Le acompañé hasta la puerta, donde nos abrazamos a modo de despedida final.
—Regresaré esta noche.
Sabía que estaba obligándose a volver a casa por mí pues, en el mes que casi había pasado fuera de allí, había preferido regresar a la base escondida de los rebeldes; no en vano el aspecto que presentaba la casa era de casi abandono porque mi padre no había puesto un pie allí a excepción de algunas paradas en la casa de manera obligatoria para no levantar sospechas de los vecinos.
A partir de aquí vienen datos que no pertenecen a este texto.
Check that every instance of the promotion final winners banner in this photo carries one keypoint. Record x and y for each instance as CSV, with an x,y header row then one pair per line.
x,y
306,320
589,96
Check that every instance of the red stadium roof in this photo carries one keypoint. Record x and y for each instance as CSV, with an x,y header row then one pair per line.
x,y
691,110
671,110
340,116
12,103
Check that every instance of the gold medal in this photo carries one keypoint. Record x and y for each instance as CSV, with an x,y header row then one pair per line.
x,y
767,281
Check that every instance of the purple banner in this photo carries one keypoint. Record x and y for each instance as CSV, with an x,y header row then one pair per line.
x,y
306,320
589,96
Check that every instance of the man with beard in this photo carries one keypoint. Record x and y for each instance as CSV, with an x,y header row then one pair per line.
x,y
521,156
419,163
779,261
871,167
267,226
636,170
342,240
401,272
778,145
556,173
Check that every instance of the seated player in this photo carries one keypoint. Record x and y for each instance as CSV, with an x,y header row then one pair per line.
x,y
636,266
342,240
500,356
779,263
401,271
Asentí ante su promesa de regreso y me quedé apoyada en la puerta mientras observaba a mi padre marcharse. Mordí mi labio inferior al contemplar su hundida espalda, producto de años cargando con multitud de peso —y no solamente me refería a un sentido físico, los secretos también tenían parte de culpa—; mi padre no tenía un empleo fijo debido a su segunda vida, prefería trabajar en cualquier puesto que se le ofreciera y que no significara responder a muchas preguntas.
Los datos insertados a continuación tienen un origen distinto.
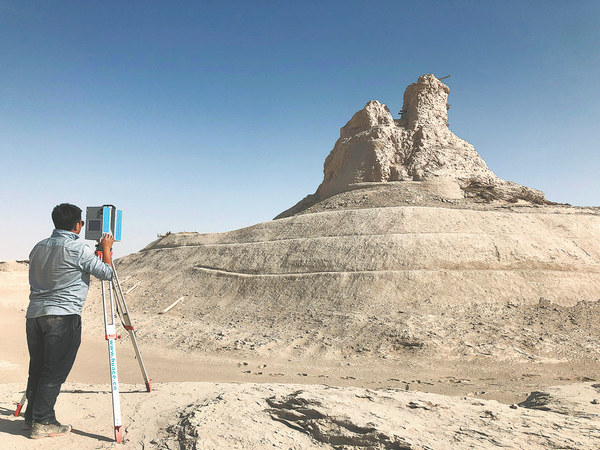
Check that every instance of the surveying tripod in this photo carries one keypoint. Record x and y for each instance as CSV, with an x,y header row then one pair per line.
x,y
115,301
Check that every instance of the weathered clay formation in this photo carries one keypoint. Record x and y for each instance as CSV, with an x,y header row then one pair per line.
x,y
418,147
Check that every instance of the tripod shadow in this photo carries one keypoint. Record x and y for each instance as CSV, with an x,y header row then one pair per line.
x,y
15,427
91,435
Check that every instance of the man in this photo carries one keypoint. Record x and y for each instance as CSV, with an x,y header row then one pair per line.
x,y
59,277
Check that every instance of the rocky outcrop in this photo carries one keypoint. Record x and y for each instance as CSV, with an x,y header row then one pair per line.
x,y
418,147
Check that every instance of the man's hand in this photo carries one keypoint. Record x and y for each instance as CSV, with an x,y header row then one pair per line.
x,y
106,243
Algo sencillo que nos ayudara a subsistir.
En cambio, yo ni siquiera había valorado la posibilidad de encontrar un empleo que pudiera ayudarnos a ambos a seguir adelante. Me había centrado únicamente en mi venganza, en pasar el mayor tiempo posible con los rebeldes para poder prepararme para el futuro, para saber cómo podría derrotar a esa nigromante.
Sacudí la cabeza mientras regresaba al interior de la casa. La pila de ropa sucia había alcanzado niveles críticos y mi padre jamás se atrevería a bajar hasta el pilón donde el resto de mujeres se reunía para hacer sus respectivas coladas; con un suspiro de resignación, regresé a mi diminuto cuarto para vestirme. Luego cogí el canasto que servía para llevar la ropa sucia y salí de la casa con claras intenciones.
Bajé con energía la manga del brazo donde tenía el tatuaje, cerrando la puerta a mi espalda y descendí las escaleras que llevaban a la calle. Me metí de lleno en mi papel cuando una de nuestras vecinas, la señora Hakimi, se me acercó con claras intenciones de indagar en el motivo de mi ausencia.
—Jedham, qué sorpresa verte...
Sus ojos me estudiaron de pies a cabeza, deteniéndose segundos después en mi rostro con una expresión que parecía significar que la historia ficticia que debía haber extendido mi padre coincidía con mi aspecto; a pesar de ello no me relajé en absoluto, la prueba aún no había terminado.
—Señora Hakimi —le devolví el saludo con una leve inclinación de cabeza.
—Tu padre nos tenía muy preocupados por tu salud —continuó la señora Hakimi, lanzando su primer anzuelo.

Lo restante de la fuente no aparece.